Indeed, adding up all the signatures, "sliding over the great circle of similitudes, forms a second circle, which would be an exact duplication of the first, point by point, were it not for that tiny degree of displacement which causes the sign of sympathy to reside in an analogy, that of analogy in emulation, that of emulation in convenience, which in turn requires the mark of sympathy for its recognition." In the final analysis, in fact, in mediaeval thought, "the nature of things, their coexistence, the way in which they are linked together and communicate is nothing other than their resemblance."68

Mediaeval Identity

So, for the mediaeval world, all the working consensus's of all situation, and all the discursive formations of discourse, were characterised by one guiding principle, the over-riding discursive practise of Resemblance. The impact upon identity is clear: a unity of self and other, of self and the world; a feeling of belonging and connectedness that brooked of no separation from the whole. The sense of self of mediaeval man was defined by his relation to and above all by his resemblance to everything else around him. Everything has its place in the god-given order of things, and his only concern is to live up to God's expectations of His Creation, as defined by His priests on Earth. Everything which he must cite is predetermined for him, defines him: the social-defining-person process is seamless and complete.

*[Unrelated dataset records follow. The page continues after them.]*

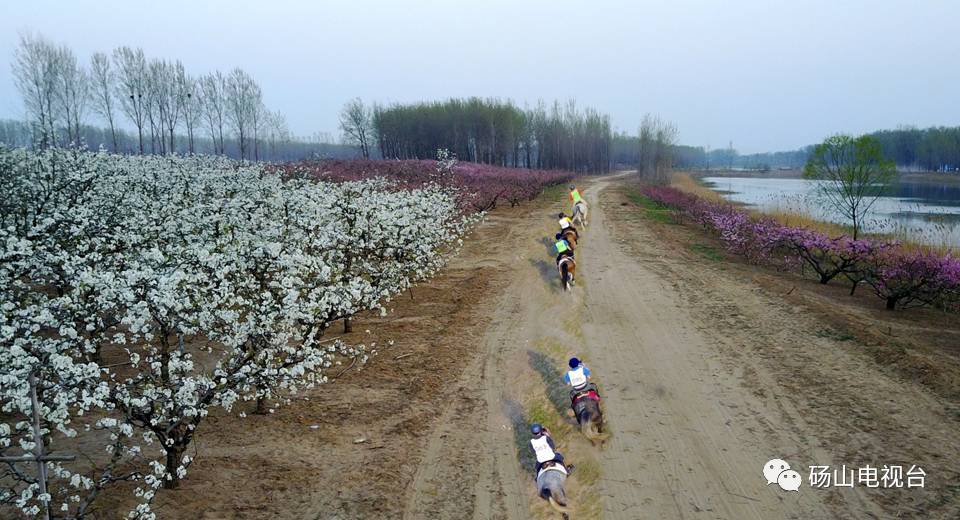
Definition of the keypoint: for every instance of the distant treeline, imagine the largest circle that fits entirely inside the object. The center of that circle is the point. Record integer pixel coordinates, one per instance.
(21, 134)
(492, 131)
(930, 149)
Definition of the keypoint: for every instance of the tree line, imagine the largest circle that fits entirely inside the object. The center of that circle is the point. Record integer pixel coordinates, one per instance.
(488, 131)
(167, 109)
(273, 147)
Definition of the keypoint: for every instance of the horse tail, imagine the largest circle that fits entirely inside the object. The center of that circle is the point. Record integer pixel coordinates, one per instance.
(558, 501)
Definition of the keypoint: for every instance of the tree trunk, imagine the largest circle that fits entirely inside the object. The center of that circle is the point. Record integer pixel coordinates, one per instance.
(174, 455)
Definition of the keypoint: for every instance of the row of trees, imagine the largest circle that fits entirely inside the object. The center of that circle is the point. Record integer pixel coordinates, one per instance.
(274, 146)
(910, 148)
(142, 293)
(488, 131)
(930, 149)
(167, 108)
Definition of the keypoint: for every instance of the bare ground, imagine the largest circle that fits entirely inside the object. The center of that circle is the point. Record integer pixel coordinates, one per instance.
(708, 368)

An important element of the spirallic, self-referential totality is of course the tangibility of language. Far from being an independent set of signs, language in the world of resemblance combines in places with the forms of the world and becomes linked and indistinguishable from them, in such a way that words and signs as marks come to play a role in the reality of the world. In the world of resemblance, as Foucault says, "language is not an arbitrary system; it has been set down in the world and forms a part of it," and is studied "as a thing in nature."69

After so many centuries of ascendancy, maintained by the theocracies of Christendom, it is not until the beginning of the seventeenth century that "thought ceases to move in the element of resemblance. Similitude is no longer the form of knowledge but rather the occassion of error."70 Both Descartes and, already Bacon, criticise the "forms of illusion" to which resemblance too often leads. This new kinship between resemblance and illusions, at the close of the age of resemblance, brings about "the privileged age of the trompe-l'oeil painting, of the comic illusion, of the play that duplicates itself by representing another play, of the quid pro quo, of dreams and visions; it is the age of the deceiving senses; it is the age in which the poetic dimension of language is defined by metaphor, simile, and allegory."71 It is the age of the Baroque.